Desde aquí me escapé a las islas. Aquí volví tras Singapur para pasar las navidades, y aquí cometí un pequeño pecado que es hora de confesar. A pesar de que algunos puestos fronterizos te permiten entradas breves a algunas ciudades cercanas, Myanmar, la antigua Birmania, sólo puede visitarse llegando a Rangún por avión. No podía dejar pasar la oportunidad de visitarlo ahora que se ha abierto al turismo, así que me escapé un par de semanas cogiendo un avión de ida y vuelta… Seguro que las crónicas que vengan harán olvidar esta pequeña licencia que me tomé.
Khao San Road es una “Meca” para los mochileros asiáticos. Una calle repleta de alojamientos baratos, pero que nunca duerme. El lugar para equiparte con pareos y similares antes de ir a las playas a emular a Di Caprio. El lugar para trenzarte el pelo de madrugada mientras desayunas Pad Tai. El lugar para comprar un billete de avión a cualquier lugar del planeta. El lugar para comprarte un título de cualquier universidad del mundo. Es “El Lugar”.
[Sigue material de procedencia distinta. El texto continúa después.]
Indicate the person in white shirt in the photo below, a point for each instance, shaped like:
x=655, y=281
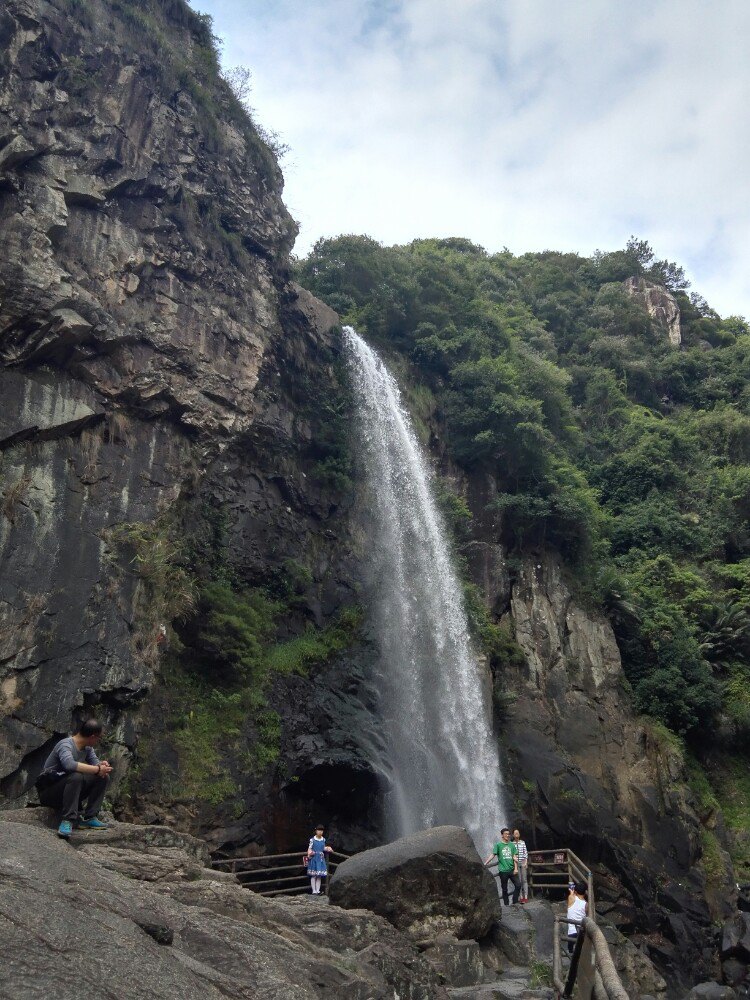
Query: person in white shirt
x=577, y=906
x=523, y=865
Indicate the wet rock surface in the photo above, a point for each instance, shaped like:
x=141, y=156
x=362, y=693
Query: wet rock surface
x=427, y=884
x=591, y=777
x=72, y=926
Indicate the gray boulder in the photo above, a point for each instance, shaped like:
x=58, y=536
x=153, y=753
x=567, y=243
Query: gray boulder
x=711, y=991
x=429, y=884
x=735, y=938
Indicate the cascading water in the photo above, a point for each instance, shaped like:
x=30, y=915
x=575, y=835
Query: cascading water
x=435, y=703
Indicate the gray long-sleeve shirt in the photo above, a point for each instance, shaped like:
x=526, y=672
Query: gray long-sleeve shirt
x=66, y=756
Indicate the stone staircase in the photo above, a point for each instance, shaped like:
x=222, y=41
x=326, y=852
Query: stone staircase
x=515, y=965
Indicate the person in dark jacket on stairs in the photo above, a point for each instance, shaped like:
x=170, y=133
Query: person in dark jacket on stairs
x=72, y=775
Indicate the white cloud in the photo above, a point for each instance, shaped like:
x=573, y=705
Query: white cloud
x=533, y=124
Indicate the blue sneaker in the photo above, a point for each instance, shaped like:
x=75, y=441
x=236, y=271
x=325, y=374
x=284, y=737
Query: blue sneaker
x=91, y=824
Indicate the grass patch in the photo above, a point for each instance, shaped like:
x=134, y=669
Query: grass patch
x=165, y=589
x=711, y=860
x=540, y=975
x=702, y=788
x=219, y=720
x=733, y=793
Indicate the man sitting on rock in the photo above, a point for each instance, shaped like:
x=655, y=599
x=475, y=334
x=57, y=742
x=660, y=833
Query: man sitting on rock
x=505, y=855
x=72, y=775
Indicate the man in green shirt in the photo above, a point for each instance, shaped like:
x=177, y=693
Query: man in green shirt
x=505, y=856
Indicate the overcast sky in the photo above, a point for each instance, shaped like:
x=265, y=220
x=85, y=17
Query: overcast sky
x=531, y=124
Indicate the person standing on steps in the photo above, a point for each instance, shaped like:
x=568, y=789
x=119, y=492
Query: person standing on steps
x=577, y=906
x=505, y=855
x=523, y=865
x=317, y=868
x=72, y=775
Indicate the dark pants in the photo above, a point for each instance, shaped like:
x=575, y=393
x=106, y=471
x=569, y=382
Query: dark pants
x=70, y=792
x=516, y=880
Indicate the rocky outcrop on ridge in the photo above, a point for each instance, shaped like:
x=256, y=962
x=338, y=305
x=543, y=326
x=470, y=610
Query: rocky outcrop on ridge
x=660, y=304
x=155, y=361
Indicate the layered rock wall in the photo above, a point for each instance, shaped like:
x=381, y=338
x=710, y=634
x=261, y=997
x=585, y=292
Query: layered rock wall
x=143, y=284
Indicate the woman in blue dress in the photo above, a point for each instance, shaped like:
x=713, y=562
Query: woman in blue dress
x=317, y=868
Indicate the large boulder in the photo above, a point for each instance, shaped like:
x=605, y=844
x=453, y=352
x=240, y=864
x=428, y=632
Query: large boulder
x=428, y=884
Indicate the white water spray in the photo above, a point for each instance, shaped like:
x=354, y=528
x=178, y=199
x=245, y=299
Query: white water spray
x=435, y=700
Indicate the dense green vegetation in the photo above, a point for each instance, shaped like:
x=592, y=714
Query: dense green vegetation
x=628, y=455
Pero como lugar mítico, también tiene su embrujo. Khao San detiene el tiempo. Te levantas tarde por la fiesta del día anterior. No tienes ganas de turistear, y vas a por tu Pad Tai. Enlazas comer con Internet para hacer la digestión y disfrutar el aire acondicionado que tu hotel barato no tiene. Luego, una vuelta por los tenderetes, y te encuentras con alguien que conociste de viaje, pero que ha acabado aquí también. Lo celebras con un zumo tropical, pero la conversación se alarga hasta que las furgonetas Volkswagen reconvertidas en cocteleras están abiertas, y entonces sin saber cómo, acabas enfiestado. Total, que aquella visita a aquel templo vuelve a quedar pendiente para mañana. Pero mañana es otra vez como hoy, y sin darte cuenta llevas aquí una semana. Ahora entiendo los hippies que siguen pensando que están en los 70.
Pero si un día vences el misterioso encanto y sales de la calle, Bangkok tiene infinidad de sitios donde perderte. Si bien la modernización le ha hecho perder el alma que tuvo en el pasado, todavía mantiene una personalidad propia interesante. Junto a los edificios de cristal del moderno Central World Plaza (hasta hace poco WTC) la gente hace sus coloristas ofrendas diarias en busca de mejor fortuna ante pequeños altares hinduistas, mientras el metro elevado da sombra a los que esperan el autobús viendo el último video musical en las pantallas.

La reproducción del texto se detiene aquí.